According to CNBC, generative AI has been the hottest topic in tech since late 2022, when Microsoft backed OpenAI released the chatbot ChatGPT to the public. Google raced to catch up, rolling out its Bard AI chat service earlier this year and pushing to embed the underlying technology into as many products as possible. Health care is a particularly challenging industry, because there’s less room for incorrect answers or hallucinations, which occur when AI models fabricate information entirely.

Recently, Google posted on The Prompt: “Let’s talk about recent AI missteps”. From the article:

…By now, most of us have heard about “hallucinations,” which are when a generative AI model outputs nonsense or invented information in response to a prompt. You’ve probably also heard about companies accidentally exposing proprietary information to AI assistance without first verifying that interactions won’t be used to further train models. This oversight could potentially expose private information to anyone in the world using the assistance, as we discussed in earlier editions of “The Prompt”…

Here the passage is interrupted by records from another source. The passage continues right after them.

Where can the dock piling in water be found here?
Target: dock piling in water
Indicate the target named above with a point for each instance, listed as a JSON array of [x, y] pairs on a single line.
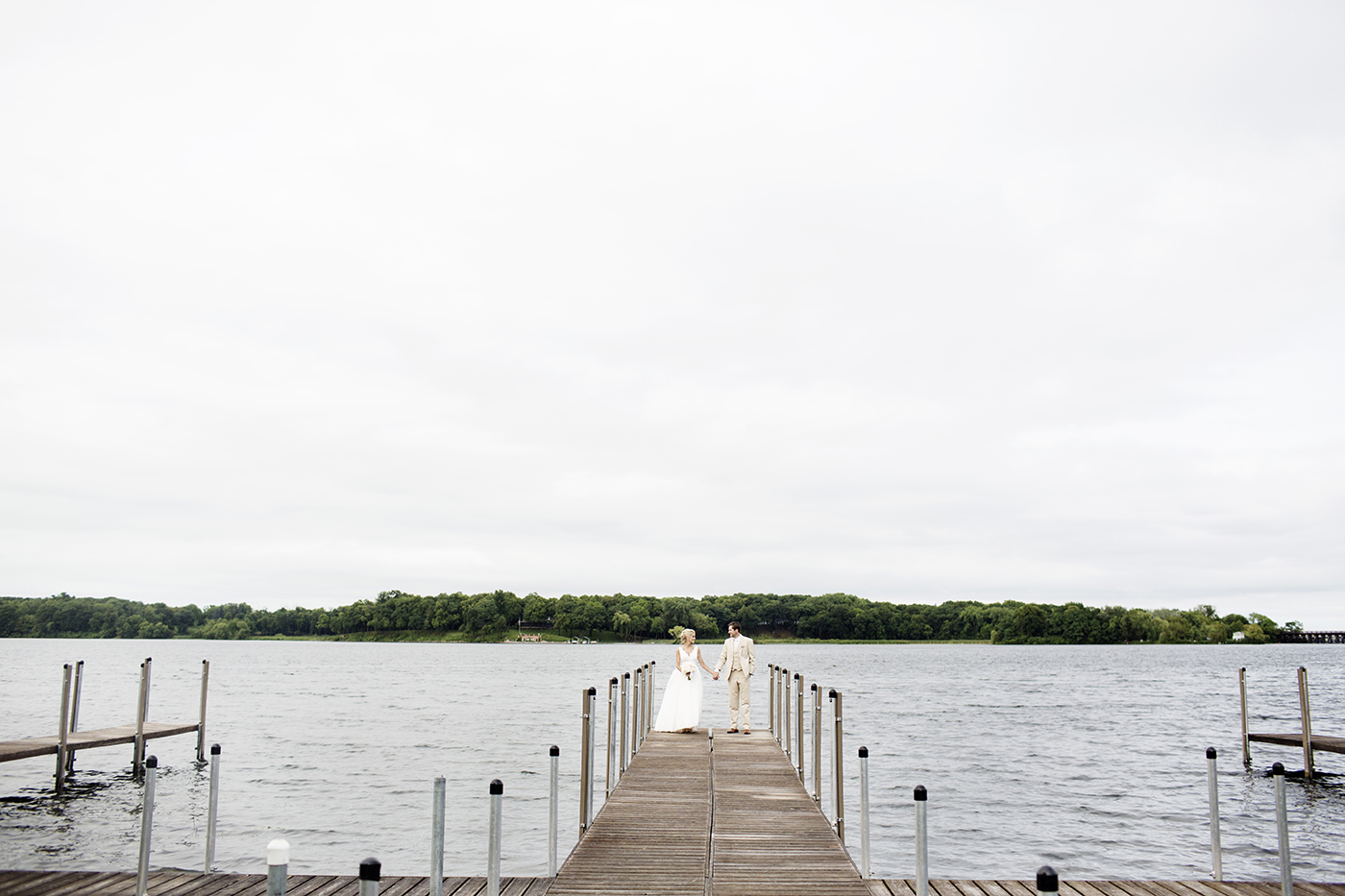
[[436, 837], [278, 866], [1216, 852], [370, 871], [921, 798], [1286, 871], [553, 825], [214, 808], [147, 819], [493, 886]]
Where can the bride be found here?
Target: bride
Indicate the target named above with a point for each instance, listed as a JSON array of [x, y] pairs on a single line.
[[685, 691]]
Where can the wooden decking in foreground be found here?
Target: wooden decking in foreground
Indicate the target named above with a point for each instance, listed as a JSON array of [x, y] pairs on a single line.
[[174, 883], [49, 745], [682, 821]]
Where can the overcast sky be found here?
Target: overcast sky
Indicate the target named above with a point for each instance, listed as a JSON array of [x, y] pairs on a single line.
[[302, 302]]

Google also wrote a blog post titled: “Bringing Generative AI to search experiences”. From the article:

…For example, building search by breaking long documents into chunks and feeding each segment into an AI assistant typically isn’t scalable and doesn’t effectively provide insights across multiple sources. Likewise, many solutions are limited in the data types they can handle, prone to errors, and susceptible to data leakage…. Even when organizations make these efforts, the resulting solutions tend to lack feature completeness and reliability, with significant investments of time and resources required to achieve high quality results…

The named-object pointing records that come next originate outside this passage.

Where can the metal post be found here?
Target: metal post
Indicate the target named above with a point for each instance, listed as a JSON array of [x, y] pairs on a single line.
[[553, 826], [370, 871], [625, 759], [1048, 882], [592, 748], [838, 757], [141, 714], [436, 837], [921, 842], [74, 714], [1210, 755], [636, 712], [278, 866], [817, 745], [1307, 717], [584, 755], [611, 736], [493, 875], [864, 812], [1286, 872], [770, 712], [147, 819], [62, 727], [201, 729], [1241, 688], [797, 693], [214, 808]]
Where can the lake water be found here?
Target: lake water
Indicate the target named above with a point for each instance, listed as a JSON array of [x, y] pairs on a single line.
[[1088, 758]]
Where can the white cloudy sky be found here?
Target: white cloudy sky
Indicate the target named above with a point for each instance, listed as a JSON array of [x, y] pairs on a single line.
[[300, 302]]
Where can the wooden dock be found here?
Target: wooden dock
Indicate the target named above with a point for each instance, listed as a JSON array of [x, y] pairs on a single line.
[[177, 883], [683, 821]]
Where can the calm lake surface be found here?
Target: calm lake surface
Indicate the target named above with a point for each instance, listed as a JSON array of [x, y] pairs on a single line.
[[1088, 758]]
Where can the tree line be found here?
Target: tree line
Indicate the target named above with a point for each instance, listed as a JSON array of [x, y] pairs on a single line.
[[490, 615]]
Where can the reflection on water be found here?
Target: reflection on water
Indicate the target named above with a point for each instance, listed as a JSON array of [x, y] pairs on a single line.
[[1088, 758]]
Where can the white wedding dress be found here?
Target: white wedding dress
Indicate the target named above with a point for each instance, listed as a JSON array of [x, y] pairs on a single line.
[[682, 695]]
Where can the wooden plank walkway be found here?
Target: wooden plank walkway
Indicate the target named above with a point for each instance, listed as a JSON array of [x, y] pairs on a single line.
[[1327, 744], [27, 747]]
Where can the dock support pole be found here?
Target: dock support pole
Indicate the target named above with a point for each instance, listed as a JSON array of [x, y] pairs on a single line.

Google also points out that their Gen App Builder lets developers create search engines that help ground outputs in specific data sources for accuracy and relevance, can handle multimodal data such as images, and include controls over how answer summaries are generated. Google also indicates that multi-turn conversations are supported so that users can ask follow up questions as they peruse outputs, and customers have control over their data – including the ability to support HIPAA compliance for healthcare cases.

Personally, I would prefer to talk to an actual human being about whatever questions I might have about my health care needs. Giving this over to an generative AI, that could easily make mistakes or have “hallucinations”, sounds like a gimmick that could potentially cause harm to patients.